Várias foram as soluções propostas pelos partidos para aquela zona, mas acabou por vingar o projecto apresentado pelo grupo de cidadãos independentes. O caso do prédio Coutinho fez escola no PS, sempre tão sem ideias propondo a implosão da torre, o que seria um perfeito disparate pelos custos e riscos associados na obra. Já o PSD defendia a redução da torre removendo os 5 pisos superiores, uma solução boa para uma conversa de café. Da aprovação do projecto à sua execução o tempo passou rápido e até os habituais cartazes de propaganda foram dispensados. A prioridade agora era outra, menos festa e mais obra, menos Rossio e mais concelho.

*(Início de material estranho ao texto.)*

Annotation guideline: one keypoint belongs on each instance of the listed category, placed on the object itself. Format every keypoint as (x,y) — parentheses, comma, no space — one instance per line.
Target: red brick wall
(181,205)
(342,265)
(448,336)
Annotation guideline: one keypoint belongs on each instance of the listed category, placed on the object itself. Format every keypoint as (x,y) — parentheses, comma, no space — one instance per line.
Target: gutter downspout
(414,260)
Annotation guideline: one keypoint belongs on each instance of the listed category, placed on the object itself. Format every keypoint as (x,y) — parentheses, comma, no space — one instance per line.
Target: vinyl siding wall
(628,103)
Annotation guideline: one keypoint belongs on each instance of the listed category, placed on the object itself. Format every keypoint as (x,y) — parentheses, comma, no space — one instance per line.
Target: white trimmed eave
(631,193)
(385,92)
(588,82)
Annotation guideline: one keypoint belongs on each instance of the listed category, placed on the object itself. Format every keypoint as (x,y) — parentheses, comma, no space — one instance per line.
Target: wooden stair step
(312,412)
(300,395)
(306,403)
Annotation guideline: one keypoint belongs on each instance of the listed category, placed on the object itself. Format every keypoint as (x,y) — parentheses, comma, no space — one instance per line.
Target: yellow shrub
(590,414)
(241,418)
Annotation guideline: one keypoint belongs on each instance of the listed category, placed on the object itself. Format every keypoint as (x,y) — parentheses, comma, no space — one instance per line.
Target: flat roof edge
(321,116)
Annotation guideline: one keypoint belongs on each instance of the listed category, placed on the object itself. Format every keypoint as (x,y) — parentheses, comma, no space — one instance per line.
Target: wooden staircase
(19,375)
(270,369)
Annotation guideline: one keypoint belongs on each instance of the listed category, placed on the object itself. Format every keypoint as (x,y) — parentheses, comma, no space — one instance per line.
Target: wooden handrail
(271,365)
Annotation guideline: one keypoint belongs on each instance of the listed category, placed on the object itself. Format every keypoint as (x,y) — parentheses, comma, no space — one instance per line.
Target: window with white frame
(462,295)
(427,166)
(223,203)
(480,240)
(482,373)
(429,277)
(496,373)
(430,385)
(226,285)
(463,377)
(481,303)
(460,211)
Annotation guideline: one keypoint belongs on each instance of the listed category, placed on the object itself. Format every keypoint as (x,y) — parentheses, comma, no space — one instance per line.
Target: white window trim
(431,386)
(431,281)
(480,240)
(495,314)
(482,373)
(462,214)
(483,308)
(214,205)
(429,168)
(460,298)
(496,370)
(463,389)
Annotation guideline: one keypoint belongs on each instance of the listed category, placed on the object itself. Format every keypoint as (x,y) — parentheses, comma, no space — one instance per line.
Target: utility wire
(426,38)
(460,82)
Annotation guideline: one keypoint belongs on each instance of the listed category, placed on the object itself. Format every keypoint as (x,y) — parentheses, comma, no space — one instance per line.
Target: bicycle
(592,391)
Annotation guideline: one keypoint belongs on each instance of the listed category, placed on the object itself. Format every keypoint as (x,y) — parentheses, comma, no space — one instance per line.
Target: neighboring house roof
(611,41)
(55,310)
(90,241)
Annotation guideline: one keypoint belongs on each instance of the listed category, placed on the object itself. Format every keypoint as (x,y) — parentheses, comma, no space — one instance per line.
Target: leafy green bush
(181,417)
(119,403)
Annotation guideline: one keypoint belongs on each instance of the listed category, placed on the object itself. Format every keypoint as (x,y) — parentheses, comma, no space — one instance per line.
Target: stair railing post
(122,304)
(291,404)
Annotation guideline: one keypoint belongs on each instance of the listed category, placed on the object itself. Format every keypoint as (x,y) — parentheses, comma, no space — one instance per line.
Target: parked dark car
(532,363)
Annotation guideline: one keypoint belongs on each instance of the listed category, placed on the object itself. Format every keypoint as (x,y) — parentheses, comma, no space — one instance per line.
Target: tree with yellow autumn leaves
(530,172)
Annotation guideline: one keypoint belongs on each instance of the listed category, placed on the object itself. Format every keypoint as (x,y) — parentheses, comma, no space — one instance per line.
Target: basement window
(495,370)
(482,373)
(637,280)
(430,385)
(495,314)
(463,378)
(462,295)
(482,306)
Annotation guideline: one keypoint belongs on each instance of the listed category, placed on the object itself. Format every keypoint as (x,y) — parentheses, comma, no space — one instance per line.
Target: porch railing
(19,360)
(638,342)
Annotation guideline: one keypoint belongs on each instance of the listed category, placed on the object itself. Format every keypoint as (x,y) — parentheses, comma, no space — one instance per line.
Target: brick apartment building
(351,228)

A torre da Segurança Social com os seus 16 andares da autoria do arquitecto Luís Amoroso Lopes que curiosamente foi, na época, também o principal responsável pelos trabalhos de recuperação do centro histórico de Viseu, apareceu como forma de afirmar de modo intencional um contraponto contemporâneo à zona antiga da cidade e por isso nasceu numa avenida larga, rasgada a partir do Rossio, que desenvolveu a cidade para norte e ao longo dos anos e da avenida António José de Almeida, instalou-se a central de camionagem cuja obra de remodelação só se realizou com este novo executivo que lhe acrescentou novas funcionalidades, bancos, escritórios, instituições, edifícios de habitação, restaurantes, centros comerciais, etc.